Die ökonomischste aller Fragen ist hier aber: «Was bringts MIR?» – Die Fasnacht hat nämlich nicht Trump zum Ziel, sondern uns. Wenn wir in beissenden Fasnachts-Spott packen, was uns unter den Nägeln brennt, dann verändert das uns selber: Wir überlegen uns, was wir eigentlich sagen wollen, wie wir es in Reime «brünzeln», auf Laternen malen und in Larven umsetzen. Was uns das Jahr über bedroht, das verliert damit sofort ein wenig an Macht, wenn wir uns in Bildern und Versen darüber lustig machen. Je bissiger, je grotesker, je witziger, desto besser. Fasnachts-Lachen gibt uns Distanz und damit innere Freiheit zurück.
Wenn dann die Laternen abgespannt, die Larven versorgt und die Schnitzelbänke verklungen sind (wenn also die Fastenzeit begonnen hat: OMG zum Dritten!), wirkt diese zurückgewonnene innere Freiheit auf andere Art im Alltag weiter. Der Fasnachts-Humor im «Hinterstübli» ist dann gerade bei emotionalen Themen ein Schlüssel für eine offene Diskussionskultur und für eine sachorientierte Lösung. Die Basler Fasnacht ist deshalb ein Taktgeber dafür, dass Basel anders tickt als die Restschweiz.

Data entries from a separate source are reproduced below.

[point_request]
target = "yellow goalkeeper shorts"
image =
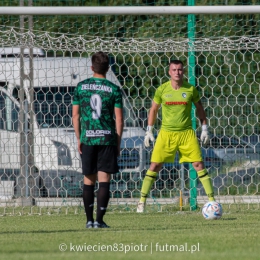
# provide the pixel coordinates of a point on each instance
(168, 143)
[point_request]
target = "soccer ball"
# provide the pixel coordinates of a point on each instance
(212, 210)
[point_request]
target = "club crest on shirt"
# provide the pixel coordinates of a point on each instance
(184, 95)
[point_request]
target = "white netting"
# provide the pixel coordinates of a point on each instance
(226, 73)
(79, 43)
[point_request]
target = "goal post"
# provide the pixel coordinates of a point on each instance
(221, 56)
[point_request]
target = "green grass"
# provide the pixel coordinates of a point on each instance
(235, 236)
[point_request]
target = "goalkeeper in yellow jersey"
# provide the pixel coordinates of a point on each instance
(176, 134)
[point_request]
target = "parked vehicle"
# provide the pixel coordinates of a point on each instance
(254, 141)
(231, 149)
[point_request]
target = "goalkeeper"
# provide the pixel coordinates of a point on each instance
(176, 134)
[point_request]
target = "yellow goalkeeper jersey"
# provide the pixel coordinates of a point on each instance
(176, 105)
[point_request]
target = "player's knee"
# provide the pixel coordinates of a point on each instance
(155, 167)
(198, 166)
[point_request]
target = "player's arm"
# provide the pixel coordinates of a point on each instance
(151, 121)
(76, 124)
(119, 126)
(153, 113)
(203, 120)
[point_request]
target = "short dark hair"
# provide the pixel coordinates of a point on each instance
(176, 62)
(100, 62)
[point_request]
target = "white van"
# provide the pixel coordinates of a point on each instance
(54, 144)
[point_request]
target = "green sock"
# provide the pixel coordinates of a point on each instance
(147, 184)
(207, 183)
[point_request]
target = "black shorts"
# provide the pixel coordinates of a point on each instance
(99, 158)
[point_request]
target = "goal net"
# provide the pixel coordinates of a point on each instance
(40, 169)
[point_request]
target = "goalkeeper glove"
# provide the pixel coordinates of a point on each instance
(148, 136)
(204, 137)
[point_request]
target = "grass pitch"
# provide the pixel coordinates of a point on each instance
(180, 235)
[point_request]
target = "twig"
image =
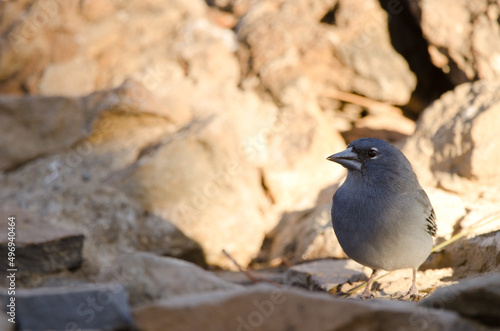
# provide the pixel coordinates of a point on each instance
(488, 219)
(253, 278)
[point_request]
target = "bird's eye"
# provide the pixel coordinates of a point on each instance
(372, 153)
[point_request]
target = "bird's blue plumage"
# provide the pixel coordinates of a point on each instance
(381, 215)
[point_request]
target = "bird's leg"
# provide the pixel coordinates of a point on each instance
(367, 292)
(413, 289)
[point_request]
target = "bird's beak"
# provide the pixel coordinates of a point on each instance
(348, 159)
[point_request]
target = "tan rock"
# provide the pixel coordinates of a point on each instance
(148, 277)
(469, 256)
(464, 37)
(286, 42)
(35, 126)
(40, 247)
(196, 181)
(270, 308)
(455, 142)
(304, 235)
(324, 275)
(474, 298)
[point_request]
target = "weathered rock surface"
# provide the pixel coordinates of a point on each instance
(476, 298)
(87, 307)
(303, 235)
(455, 143)
(147, 277)
(282, 43)
(110, 221)
(464, 37)
(35, 126)
(324, 275)
(468, 256)
(271, 308)
(341, 276)
(40, 247)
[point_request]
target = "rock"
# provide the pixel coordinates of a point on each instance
(304, 235)
(5, 324)
(407, 40)
(341, 276)
(297, 39)
(469, 256)
(388, 126)
(464, 38)
(271, 308)
(36, 125)
(204, 184)
(88, 307)
(455, 140)
(295, 168)
(111, 222)
(95, 45)
(324, 275)
(395, 284)
(40, 247)
(476, 298)
(148, 277)
(238, 277)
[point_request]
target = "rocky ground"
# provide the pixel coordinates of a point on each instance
(165, 160)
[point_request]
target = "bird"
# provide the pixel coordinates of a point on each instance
(381, 215)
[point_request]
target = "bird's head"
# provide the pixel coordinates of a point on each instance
(368, 154)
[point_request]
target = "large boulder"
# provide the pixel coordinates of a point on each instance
(270, 308)
(475, 298)
(341, 45)
(463, 37)
(148, 277)
(455, 144)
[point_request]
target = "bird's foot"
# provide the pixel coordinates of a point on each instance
(366, 295)
(412, 293)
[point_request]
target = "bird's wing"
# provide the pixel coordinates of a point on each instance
(430, 215)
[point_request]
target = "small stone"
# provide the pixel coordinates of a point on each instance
(41, 247)
(87, 307)
(148, 277)
(323, 275)
(476, 298)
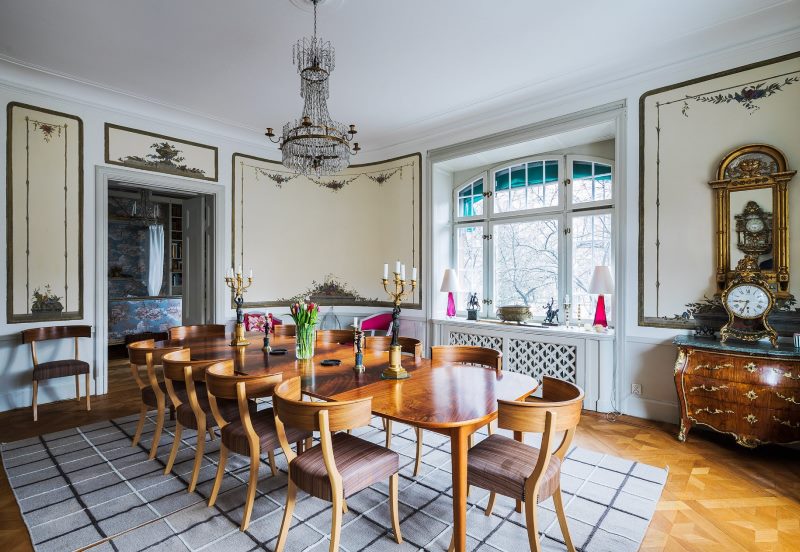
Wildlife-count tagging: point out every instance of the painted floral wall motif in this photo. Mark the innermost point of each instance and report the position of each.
(131, 317)
(127, 251)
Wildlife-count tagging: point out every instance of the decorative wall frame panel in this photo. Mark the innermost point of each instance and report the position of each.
(148, 151)
(44, 215)
(326, 238)
(685, 130)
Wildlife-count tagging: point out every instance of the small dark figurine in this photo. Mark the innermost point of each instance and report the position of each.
(551, 318)
(472, 307)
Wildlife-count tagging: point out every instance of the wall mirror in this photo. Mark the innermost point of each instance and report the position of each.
(752, 216)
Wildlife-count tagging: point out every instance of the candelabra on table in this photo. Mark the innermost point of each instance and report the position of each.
(395, 369)
(238, 286)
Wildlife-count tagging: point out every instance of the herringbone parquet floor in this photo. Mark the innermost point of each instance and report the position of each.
(719, 496)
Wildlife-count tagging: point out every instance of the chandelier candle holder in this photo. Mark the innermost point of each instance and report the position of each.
(238, 286)
(315, 144)
(402, 289)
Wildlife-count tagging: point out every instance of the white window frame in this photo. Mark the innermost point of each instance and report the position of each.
(564, 212)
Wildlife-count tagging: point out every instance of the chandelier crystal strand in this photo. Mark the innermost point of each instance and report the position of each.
(315, 144)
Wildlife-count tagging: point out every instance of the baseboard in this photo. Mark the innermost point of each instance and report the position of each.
(651, 409)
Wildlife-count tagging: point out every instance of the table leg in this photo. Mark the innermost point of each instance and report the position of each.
(459, 438)
(518, 436)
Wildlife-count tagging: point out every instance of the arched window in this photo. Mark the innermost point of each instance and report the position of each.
(536, 234)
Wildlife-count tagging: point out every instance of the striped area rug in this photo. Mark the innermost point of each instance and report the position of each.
(88, 488)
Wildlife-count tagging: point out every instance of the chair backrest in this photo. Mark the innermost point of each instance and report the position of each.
(55, 332)
(408, 345)
(560, 397)
(222, 381)
(342, 415)
(336, 336)
(468, 354)
(139, 350)
(190, 332)
(176, 362)
(284, 330)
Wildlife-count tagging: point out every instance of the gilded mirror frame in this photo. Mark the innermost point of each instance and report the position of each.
(746, 168)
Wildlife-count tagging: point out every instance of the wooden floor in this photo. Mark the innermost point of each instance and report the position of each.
(719, 496)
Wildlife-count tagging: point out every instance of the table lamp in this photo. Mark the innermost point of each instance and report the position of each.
(601, 284)
(450, 285)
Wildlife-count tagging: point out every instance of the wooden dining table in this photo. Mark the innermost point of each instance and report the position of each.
(447, 398)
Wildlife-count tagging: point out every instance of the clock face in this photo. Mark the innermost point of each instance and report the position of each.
(747, 301)
(754, 225)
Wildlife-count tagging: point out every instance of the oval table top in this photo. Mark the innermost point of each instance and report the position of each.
(437, 395)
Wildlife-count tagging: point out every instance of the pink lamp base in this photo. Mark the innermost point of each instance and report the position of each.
(451, 305)
(600, 313)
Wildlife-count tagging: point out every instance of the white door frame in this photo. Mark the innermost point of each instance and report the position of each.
(104, 175)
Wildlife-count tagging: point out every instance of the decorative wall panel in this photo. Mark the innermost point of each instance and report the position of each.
(685, 131)
(44, 215)
(326, 238)
(148, 151)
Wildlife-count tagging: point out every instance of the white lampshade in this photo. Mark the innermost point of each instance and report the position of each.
(450, 281)
(601, 283)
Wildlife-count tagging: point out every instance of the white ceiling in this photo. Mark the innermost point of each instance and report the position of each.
(404, 68)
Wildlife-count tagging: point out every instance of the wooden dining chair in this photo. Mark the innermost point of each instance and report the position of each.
(341, 465)
(180, 372)
(462, 354)
(179, 333)
(284, 330)
(336, 336)
(250, 431)
(58, 368)
(511, 468)
(152, 390)
(409, 346)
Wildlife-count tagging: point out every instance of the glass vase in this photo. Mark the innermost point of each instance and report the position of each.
(305, 337)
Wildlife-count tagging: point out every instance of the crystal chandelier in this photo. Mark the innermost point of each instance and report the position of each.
(315, 144)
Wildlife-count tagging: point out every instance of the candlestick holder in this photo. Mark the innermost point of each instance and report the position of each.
(238, 286)
(358, 345)
(395, 369)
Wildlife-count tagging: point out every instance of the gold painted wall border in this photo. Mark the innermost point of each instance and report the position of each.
(110, 161)
(387, 304)
(12, 318)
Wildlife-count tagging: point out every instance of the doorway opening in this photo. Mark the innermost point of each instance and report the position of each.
(160, 254)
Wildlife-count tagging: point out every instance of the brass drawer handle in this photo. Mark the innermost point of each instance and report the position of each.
(786, 374)
(715, 411)
(787, 399)
(704, 388)
(787, 423)
(715, 367)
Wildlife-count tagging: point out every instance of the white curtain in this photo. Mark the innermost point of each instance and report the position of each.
(155, 265)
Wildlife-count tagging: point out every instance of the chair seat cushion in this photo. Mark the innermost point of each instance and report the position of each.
(502, 465)
(235, 438)
(360, 462)
(60, 369)
(149, 396)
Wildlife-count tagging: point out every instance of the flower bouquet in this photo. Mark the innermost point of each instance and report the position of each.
(305, 319)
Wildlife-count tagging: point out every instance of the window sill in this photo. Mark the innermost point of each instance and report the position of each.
(562, 331)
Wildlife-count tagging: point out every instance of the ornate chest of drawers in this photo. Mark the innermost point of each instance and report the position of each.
(750, 391)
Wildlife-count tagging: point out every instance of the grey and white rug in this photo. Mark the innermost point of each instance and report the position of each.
(88, 488)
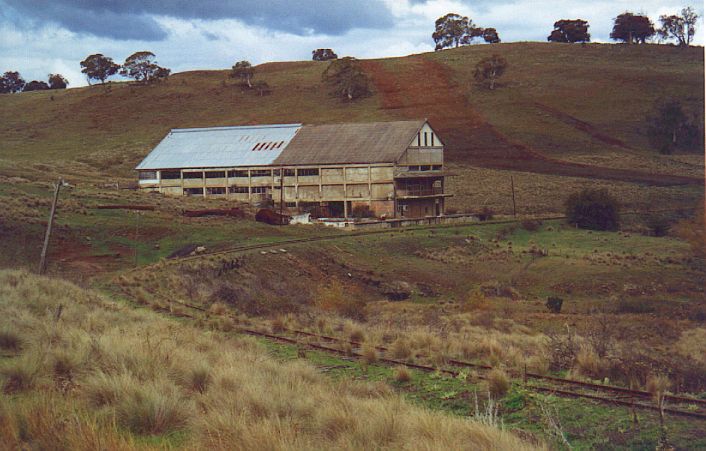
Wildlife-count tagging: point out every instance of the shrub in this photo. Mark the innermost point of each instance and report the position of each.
(20, 375)
(10, 340)
(594, 209)
(402, 374)
(554, 304)
(531, 225)
(485, 214)
(400, 349)
(634, 306)
(362, 211)
(147, 410)
(498, 383)
(369, 354)
(658, 225)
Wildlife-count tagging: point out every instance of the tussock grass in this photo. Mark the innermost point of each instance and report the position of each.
(135, 373)
(498, 383)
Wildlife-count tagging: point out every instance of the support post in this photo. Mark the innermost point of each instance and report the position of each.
(43, 258)
(514, 207)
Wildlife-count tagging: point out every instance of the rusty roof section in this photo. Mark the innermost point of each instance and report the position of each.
(374, 142)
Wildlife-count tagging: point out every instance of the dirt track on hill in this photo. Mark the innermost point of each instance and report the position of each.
(424, 90)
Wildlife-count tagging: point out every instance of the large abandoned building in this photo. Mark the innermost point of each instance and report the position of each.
(396, 169)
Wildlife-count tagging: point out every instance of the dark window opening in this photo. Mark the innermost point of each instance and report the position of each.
(148, 175)
(170, 175)
(308, 172)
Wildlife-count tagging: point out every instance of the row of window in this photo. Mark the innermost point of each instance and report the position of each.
(433, 167)
(222, 190)
(176, 175)
(425, 139)
(267, 145)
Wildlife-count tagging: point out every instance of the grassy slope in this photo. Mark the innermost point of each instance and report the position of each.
(81, 372)
(545, 90)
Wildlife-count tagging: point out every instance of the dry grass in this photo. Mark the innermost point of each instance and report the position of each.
(402, 374)
(138, 374)
(498, 383)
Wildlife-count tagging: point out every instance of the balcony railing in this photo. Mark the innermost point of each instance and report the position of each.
(420, 191)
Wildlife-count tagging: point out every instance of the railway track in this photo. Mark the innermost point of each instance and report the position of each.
(287, 242)
(607, 394)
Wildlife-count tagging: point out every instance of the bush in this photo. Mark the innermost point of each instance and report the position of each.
(498, 383)
(531, 225)
(658, 225)
(594, 209)
(402, 374)
(10, 340)
(362, 211)
(554, 304)
(400, 349)
(634, 306)
(485, 214)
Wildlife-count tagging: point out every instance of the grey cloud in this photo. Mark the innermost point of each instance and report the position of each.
(135, 19)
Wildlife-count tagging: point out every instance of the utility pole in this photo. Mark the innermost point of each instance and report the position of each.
(137, 232)
(514, 207)
(43, 258)
(281, 194)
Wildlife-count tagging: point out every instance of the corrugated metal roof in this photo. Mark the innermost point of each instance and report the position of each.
(374, 142)
(219, 147)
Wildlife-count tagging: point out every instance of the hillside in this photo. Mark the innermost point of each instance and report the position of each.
(568, 111)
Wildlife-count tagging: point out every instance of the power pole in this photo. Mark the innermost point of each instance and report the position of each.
(514, 207)
(281, 194)
(43, 258)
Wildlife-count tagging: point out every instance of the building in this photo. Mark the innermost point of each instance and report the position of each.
(396, 169)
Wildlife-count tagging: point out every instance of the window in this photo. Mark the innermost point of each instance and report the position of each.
(148, 175)
(170, 175)
(308, 172)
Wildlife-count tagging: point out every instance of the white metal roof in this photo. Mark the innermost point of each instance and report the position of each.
(220, 147)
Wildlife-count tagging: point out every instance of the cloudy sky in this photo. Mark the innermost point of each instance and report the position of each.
(49, 36)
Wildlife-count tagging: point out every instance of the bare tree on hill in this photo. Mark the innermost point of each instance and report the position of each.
(681, 28)
(99, 67)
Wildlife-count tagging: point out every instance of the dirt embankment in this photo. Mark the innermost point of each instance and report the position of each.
(423, 89)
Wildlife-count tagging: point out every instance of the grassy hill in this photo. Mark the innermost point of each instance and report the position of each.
(568, 111)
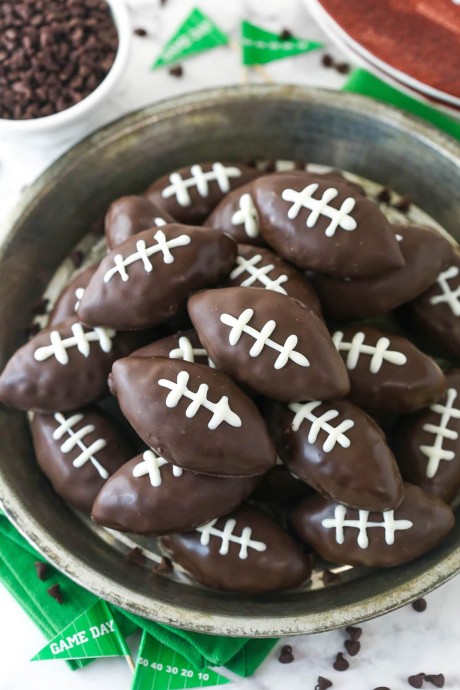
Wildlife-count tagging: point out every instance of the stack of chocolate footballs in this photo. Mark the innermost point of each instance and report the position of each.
(263, 423)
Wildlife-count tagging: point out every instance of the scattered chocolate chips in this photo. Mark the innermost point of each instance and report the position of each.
(286, 656)
(176, 71)
(419, 605)
(55, 592)
(352, 647)
(42, 570)
(354, 632)
(340, 663)
(417, 680)
(53, 54)
(136, 556)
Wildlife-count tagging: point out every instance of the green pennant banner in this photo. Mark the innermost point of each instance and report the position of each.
(161, 668)
(92, 634)
(260, 46)
(197, 34)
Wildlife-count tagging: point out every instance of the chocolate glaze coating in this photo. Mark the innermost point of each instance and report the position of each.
(183, 432)
(67, 303)
(324, 378)
(427, 444)
(237, 216)
(356, 468)
(57, 453)
(434, 317)
(405, 380)
(367, 251)
(280, 565)
(251, 267)
(131, 214)
(198, 200)
(431, 520)
(180, 503)
(425, 251)
(146, 298)
(48, 385)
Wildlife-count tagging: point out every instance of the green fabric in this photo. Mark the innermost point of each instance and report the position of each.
(367, 84)
(17, 572)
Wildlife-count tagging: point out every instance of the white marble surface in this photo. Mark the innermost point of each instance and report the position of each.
(394, 646)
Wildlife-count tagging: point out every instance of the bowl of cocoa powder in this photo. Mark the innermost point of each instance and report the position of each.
(59, 59)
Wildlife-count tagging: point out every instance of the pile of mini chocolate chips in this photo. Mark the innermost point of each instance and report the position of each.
(53, 53)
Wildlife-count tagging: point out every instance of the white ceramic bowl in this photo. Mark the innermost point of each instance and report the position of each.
(80, 118)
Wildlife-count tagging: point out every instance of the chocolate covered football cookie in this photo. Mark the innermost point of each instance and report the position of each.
(358, 537)
(339, 451)
(261, 268)
(129, 215)
(193, 416)
(149, 495)
(147, 279)
(245, 551)
(427, 444)
(270, 342)
(387, 373)
(63, 367)
(425, 251)
(78, 451)
(191, 193)
(325, 226)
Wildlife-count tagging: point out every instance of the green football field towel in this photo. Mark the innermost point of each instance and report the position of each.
(18, 574)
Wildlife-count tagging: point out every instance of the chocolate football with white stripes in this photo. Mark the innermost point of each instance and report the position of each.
(385, 538)
(78, 451)
(245, 551)
(193, 416)
(271, 342)
(149, 495)
(191, 193)
(147, 279)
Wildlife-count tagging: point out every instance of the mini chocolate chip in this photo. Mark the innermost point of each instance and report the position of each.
(55, 592)
(164, 566)
(419, 605)
(352, 647)
(176, 71)
(354, 632)
(416, 681)
(136, 556)
(343, 67)
(340, 663)
(42, 570)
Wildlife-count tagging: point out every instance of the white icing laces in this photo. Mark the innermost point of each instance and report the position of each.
(304, 411)
(144, 253)
(435, 453)
(221, 411)
(152, 465)
(179, 187)
(379, 353)
(187, 352)
(258, 274)
(227, 536)
(389, 524)
(247, 216)
(80, 339)
(262, 339)
(76, 439)
(320, 207)
(449, 296)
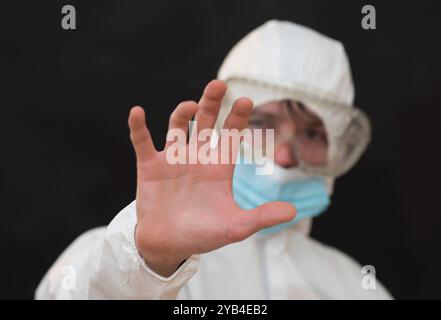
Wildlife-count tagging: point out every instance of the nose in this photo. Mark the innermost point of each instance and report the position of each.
(284, 157)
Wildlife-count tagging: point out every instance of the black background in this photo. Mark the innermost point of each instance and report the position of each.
(67, 164)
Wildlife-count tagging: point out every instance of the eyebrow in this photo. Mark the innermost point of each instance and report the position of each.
(299, 109)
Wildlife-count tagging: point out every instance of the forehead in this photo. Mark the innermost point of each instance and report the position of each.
(281, 107)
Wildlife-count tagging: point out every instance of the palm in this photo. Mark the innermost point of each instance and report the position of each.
(184, 209)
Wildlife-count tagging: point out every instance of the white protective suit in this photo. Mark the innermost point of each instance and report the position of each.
(103, 263)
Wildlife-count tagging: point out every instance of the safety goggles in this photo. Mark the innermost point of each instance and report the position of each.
(304, 134)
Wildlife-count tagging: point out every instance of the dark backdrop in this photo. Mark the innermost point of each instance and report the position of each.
(67, 164)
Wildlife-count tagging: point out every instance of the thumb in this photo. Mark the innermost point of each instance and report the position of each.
(265, 216)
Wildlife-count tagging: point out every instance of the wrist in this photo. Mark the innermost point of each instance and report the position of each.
(162, 263)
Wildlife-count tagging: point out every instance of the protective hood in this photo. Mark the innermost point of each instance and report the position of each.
(283, 60)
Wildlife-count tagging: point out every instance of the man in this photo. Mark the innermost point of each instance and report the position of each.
(208, 231)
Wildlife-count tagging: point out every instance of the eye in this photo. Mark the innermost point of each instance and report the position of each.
(315, 134)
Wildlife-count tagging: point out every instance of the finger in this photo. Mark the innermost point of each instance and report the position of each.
(267, 215)
(140, 135)
(209, 104)
(239, 114)
(180, 117)
(236, 121)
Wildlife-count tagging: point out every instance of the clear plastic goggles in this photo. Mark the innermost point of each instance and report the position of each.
(304, 135)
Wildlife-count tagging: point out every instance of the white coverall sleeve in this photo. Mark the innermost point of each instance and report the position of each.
(104, 263)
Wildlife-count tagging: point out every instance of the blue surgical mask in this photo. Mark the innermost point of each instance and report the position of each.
(308, 194)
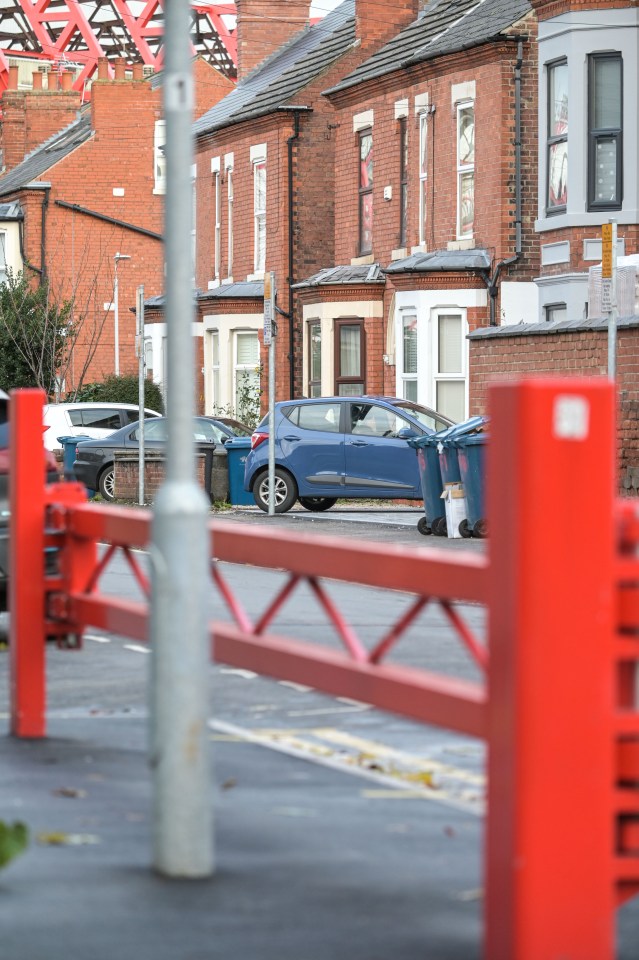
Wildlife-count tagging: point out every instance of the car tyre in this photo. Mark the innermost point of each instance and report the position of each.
(318, 504)
(106, 483)
(423, 526)
(285, 490)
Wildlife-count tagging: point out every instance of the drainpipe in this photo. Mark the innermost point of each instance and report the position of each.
(42, 269)
(296, 111)
(492, 282)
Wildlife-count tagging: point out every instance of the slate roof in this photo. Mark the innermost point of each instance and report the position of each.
(367, 273)
(11, 211)
(440, 260)
(445, 26)
(56, 148)
(543, 327)
(276, 82)
(235, 291)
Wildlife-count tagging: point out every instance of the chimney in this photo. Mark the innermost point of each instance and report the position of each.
(263, 26)
(377, 21)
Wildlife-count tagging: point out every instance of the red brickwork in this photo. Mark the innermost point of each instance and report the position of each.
(582, 353)
(111, 174)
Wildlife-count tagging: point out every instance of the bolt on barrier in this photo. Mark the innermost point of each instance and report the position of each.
(558, 708)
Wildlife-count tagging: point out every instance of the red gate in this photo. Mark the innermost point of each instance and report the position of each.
(559, 708)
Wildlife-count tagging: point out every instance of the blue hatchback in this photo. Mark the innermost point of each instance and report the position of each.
(340, 447)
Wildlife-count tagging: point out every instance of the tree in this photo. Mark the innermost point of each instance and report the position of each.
(35, 335)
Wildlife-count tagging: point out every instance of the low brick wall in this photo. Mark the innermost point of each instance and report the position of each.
(127, 475)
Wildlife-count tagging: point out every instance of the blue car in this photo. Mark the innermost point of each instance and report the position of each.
(340, 447)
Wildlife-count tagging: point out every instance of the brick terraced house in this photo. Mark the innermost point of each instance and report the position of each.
(82, 197)
(588, 174)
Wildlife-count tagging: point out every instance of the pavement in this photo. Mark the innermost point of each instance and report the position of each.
(310, 863)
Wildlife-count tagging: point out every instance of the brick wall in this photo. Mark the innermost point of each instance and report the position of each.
(582, 353)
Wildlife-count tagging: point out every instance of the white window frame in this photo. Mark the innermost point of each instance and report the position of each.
(217, 216)
(159, 157)
(440, 376)
(423, 176)
(259, 219)
(464, 169)
(228, 166)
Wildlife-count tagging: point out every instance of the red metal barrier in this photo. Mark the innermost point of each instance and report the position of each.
(559, 711)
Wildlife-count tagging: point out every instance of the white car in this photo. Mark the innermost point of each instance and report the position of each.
(92, 420)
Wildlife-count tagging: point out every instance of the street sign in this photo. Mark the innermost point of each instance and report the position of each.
(606, 250)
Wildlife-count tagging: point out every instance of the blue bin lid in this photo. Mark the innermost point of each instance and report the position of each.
(238, 442)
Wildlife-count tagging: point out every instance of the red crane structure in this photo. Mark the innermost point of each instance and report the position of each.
(69, 33)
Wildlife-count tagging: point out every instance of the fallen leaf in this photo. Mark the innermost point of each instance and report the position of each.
(14, 839)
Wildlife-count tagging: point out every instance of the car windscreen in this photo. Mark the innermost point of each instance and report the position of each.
(429, 418)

Die wahren Totengräber der Fasnacht sind also nicht renitente Politiker in der Ferne, sondern Lärmklagen und Sujetzensur an der Fasnacht selbst. Das ist das, was der legendäre Otti Rehorek meinte, als er 1991 in der ebenso legendären Drummeli-Nummer als Fasnachtsnarr sagte: «Die beschti Waffe gege d Macht, isch wenn me offe drüber lacht.»